During the pandemic, many societal problems were brought to the forefront, which affected me and caused artist’s block. My poet friend suggested that I try to write a poem by drawing it, using lines and tones, like writing a letter. In my drawing, I created a realistically rendered young woman as a symbol of strong determination and energy. I surrounded her with a background of random tones and strokes using a charcoal dust wash to express a roughened and restless emotion.

Emanuela De Musis (ARA Boston)
All the Iron Turn to Rust

Mingchuan (Mitchell) Hsu
Old Town Café

Mingchuan (Mitchell) Hsu
Prayer

Eric Johnson (ARA Boston)
The Springtime of Youth

Alexandrea Nicholas-Jennings
Winged King of the Avians

Steven’s strong and slightly beaked nose is one of his many endearing features – it also influenced my bird tessellation design which serves as a flat backdrop to the King. Gold leaf is peppered throughout the tessellation creating a visual play between flat shapes and rendered forms in this composition. Varying optical textures and the limited fall palette were influenced by the brisk autumn days of this painting’s conception.

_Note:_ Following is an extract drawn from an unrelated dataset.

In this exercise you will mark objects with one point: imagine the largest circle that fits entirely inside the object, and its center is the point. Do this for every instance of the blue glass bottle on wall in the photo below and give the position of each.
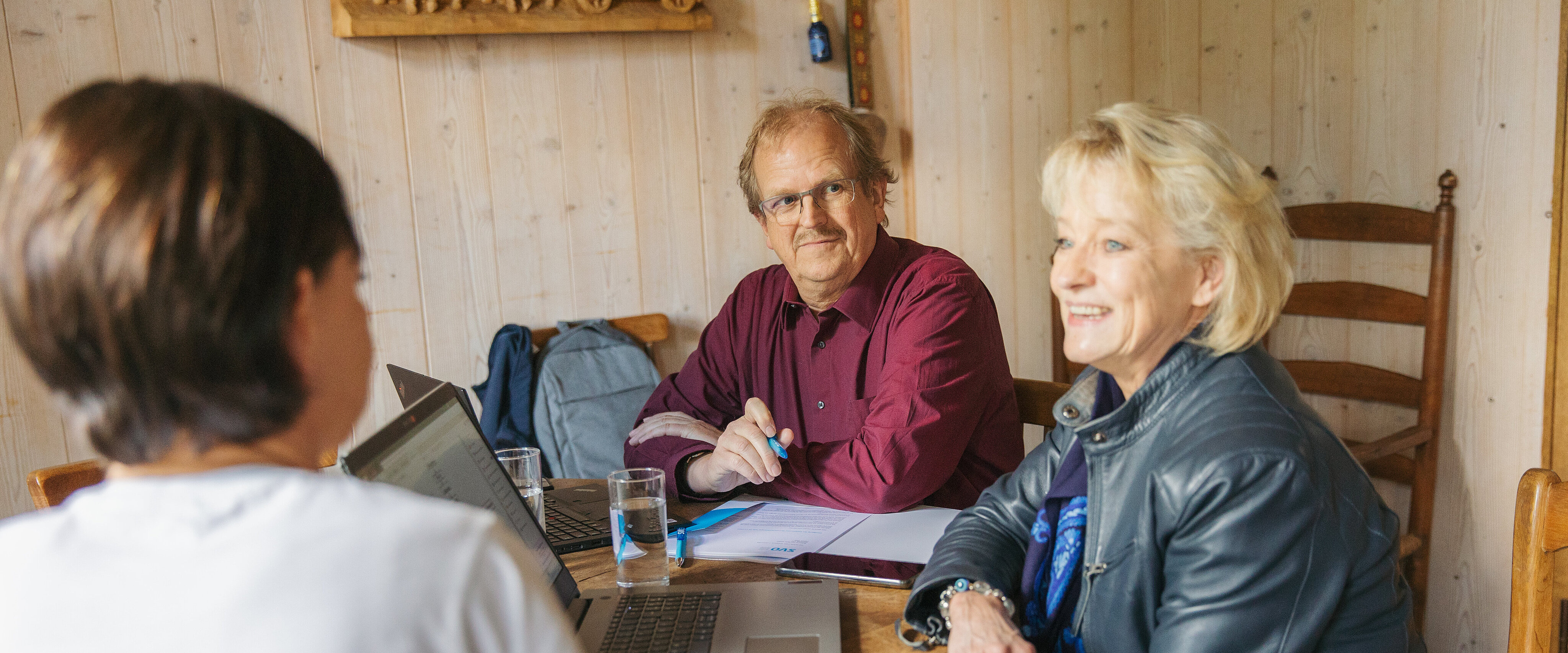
(821, 49)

Durer’s “Knight, Death and Devil” influenced his stance representing both “physical and spiritual” strength.

Anita Van Zeumeren
God is Red

Colonialism has left a legacy of pain in Indigenous Peoples and in the Earth itself. With a grateful heart to Indigenous elders, my awe and wonder in this beautiful earth has grown. I grew up hearing words like subdue or dominion. These moccasins belong to a female traditional dancer. As she moves gracefully, her feet never completely leave the ground symbolizing her inherent connection to the Earth. It is an Indigenous understanding of the Earth that will save us.